Regulamentação da Inteligência Artificial na Saúde
A discussão sobre a regulamentação da inteligência artificial (IA) na saúde envolve um dilema entre a necessidade de inovação e a urgência de controle diante de riscos clínicos, éticos e operacionais. O desafio principal não é se devemos regular, mas como fazê-lo sem comprometer a capacidade de gerar valor real com a tecnologia.

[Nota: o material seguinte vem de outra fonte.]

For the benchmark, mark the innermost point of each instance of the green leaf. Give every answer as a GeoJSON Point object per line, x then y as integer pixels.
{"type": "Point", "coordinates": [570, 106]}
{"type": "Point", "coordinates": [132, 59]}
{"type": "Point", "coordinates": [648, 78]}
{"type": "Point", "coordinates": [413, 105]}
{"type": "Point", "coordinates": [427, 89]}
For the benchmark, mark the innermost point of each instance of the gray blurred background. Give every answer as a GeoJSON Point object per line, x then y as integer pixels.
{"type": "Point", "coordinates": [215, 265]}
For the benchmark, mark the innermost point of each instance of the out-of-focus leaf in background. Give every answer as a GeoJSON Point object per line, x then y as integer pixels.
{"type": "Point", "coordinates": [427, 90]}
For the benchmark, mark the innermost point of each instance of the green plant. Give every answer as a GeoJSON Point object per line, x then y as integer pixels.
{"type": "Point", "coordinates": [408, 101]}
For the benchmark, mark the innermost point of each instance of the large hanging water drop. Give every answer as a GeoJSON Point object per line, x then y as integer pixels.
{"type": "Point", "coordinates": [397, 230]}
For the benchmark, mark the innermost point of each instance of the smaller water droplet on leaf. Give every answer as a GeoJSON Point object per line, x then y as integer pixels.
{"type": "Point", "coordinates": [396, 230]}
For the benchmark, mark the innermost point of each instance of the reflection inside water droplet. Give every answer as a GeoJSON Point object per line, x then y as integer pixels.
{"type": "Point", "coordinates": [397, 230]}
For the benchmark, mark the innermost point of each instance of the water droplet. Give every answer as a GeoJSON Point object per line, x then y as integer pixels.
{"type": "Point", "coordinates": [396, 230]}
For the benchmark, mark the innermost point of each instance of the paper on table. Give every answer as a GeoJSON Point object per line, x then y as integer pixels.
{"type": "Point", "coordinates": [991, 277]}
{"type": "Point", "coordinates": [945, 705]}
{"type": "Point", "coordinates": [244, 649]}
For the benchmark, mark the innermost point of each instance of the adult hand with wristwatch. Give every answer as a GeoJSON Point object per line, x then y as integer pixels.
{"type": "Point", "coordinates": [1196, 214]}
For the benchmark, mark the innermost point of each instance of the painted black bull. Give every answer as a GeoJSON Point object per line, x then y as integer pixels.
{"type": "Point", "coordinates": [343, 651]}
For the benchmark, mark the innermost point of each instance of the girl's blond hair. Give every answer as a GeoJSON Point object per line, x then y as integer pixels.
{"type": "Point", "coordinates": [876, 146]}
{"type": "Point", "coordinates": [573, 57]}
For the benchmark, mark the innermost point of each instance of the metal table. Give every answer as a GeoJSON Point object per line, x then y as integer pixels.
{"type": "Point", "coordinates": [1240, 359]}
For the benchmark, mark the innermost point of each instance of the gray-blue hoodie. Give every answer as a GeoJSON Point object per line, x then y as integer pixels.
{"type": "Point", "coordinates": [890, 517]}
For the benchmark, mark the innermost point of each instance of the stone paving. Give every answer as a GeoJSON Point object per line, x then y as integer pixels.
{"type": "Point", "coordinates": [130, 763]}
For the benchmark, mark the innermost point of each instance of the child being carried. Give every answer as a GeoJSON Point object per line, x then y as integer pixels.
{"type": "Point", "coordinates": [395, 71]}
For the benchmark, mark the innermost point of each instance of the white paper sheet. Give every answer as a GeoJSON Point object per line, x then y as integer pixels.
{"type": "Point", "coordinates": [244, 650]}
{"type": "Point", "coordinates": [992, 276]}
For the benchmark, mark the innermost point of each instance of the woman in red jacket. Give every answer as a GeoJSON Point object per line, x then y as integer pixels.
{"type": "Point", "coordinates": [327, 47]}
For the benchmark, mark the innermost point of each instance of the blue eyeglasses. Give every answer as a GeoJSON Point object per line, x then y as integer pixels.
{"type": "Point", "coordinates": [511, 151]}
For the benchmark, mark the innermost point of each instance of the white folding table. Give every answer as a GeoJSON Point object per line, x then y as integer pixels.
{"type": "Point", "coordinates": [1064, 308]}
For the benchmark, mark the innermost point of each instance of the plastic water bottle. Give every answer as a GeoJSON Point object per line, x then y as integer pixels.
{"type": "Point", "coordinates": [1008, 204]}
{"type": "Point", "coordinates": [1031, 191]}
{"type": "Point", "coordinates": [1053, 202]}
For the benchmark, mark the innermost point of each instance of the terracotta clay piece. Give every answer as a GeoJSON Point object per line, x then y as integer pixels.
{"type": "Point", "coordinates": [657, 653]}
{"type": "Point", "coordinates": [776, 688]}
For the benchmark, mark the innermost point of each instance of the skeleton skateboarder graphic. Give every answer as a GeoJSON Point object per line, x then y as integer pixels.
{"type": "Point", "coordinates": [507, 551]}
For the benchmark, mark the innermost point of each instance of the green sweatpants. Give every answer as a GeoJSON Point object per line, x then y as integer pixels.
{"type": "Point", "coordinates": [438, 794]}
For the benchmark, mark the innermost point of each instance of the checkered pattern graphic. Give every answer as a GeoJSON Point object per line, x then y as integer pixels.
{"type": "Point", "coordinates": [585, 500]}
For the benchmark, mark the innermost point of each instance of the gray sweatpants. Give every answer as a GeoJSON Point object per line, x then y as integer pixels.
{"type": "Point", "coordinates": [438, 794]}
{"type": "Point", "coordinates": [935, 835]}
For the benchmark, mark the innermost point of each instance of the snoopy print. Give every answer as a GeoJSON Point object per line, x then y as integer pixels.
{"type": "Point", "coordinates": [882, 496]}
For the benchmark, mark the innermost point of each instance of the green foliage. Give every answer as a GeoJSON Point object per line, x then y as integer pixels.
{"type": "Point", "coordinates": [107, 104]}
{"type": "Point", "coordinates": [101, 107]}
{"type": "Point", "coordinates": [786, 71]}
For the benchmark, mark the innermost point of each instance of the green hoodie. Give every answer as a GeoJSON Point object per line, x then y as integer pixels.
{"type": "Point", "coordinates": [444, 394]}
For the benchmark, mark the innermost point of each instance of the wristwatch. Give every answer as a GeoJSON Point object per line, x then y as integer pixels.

Um Setor Sensível à Inovação
A saúde é um dos setores mais críticos para a aplicação de IA, pois as decisões baseadas nessa tecnologia impactam diretamente as condutas médicas e os resultados clínicos. Um erro em um sistema de IA pode se propagar e afetar todo o sistema de saúde.
Por outro lado, a IA possui um grande potencial para melhorar a saúde, reduzindo a variabilidade, apoiando decisões e aumentando a produtividade clínica. O objetivo não deve ser escolher entre risco e eficiência, mas estruturar o uso da tecnologia para aproveitar ambos.
A Importância da Direção na Inovação
Sem diretrizes claras, a inovação na saúde tende a ser fragmentada. As soluções são desenvolvidas de maneira desconexa, dificultando a avaliação e a comparação. A regulação desempenha um papel fundamental ao criar uma linguagem comum, permitindo que se saiba o que funciona e com qual nível de segurança, além de reduzir a incerteza para investidores.
Foco no Uso e na Responsabilidade
Regular a tecnologia em si é um erro, pois a IA evolui rapidamente. O foco deve ser no uso da tecnologia, incluindo como as decisões são registradas e como os dados são governados. É crucial definir claramente onde termina a recomendação da IA e onde começa a decisão médica, para evitar a má distribuição de riscos.
Maturidade Institucional e Previsibilidade Econômica
O setor de saúde no Brasil apresenta grande diversidade, com instituições variando em capacidade digital. Uma regulação que não considere essa realidade pode aumentar a desigualdade entre elas. É necessário permitir diferentes trajetórias de adoção da IA, criando uma base comum sem exigir o mesmo nível de maturidade de todos ao mesmo tempo.
Implementar IA na saúde requer investimentos significativos. Sem previsibilidade regulatória, os investimentos tendem a ser adiados ou direcionados para soluções menos impactantes, resultando em um avanço incremental e distante do potencial real da tecnologia.
Organização para Escalar a Tecnologia
A IA já está presente na saúde, mas frequentemente opera de forma isolada e difícil de escalar. A falta de regras não impede o avanço, mas torna o processo mais arriscado e menos eficiente. Regular a IA não é limitar, mas sim organizar, criando condições para que a tecnologia se torne parte integrante da operação de saúde, com segurança e resultados consistentes.
A discussão central não é se devemos adotar a IA, mas sim como o sistema pode utilizá-la de maneira responsável e benéfica para pacientes e a população em geral.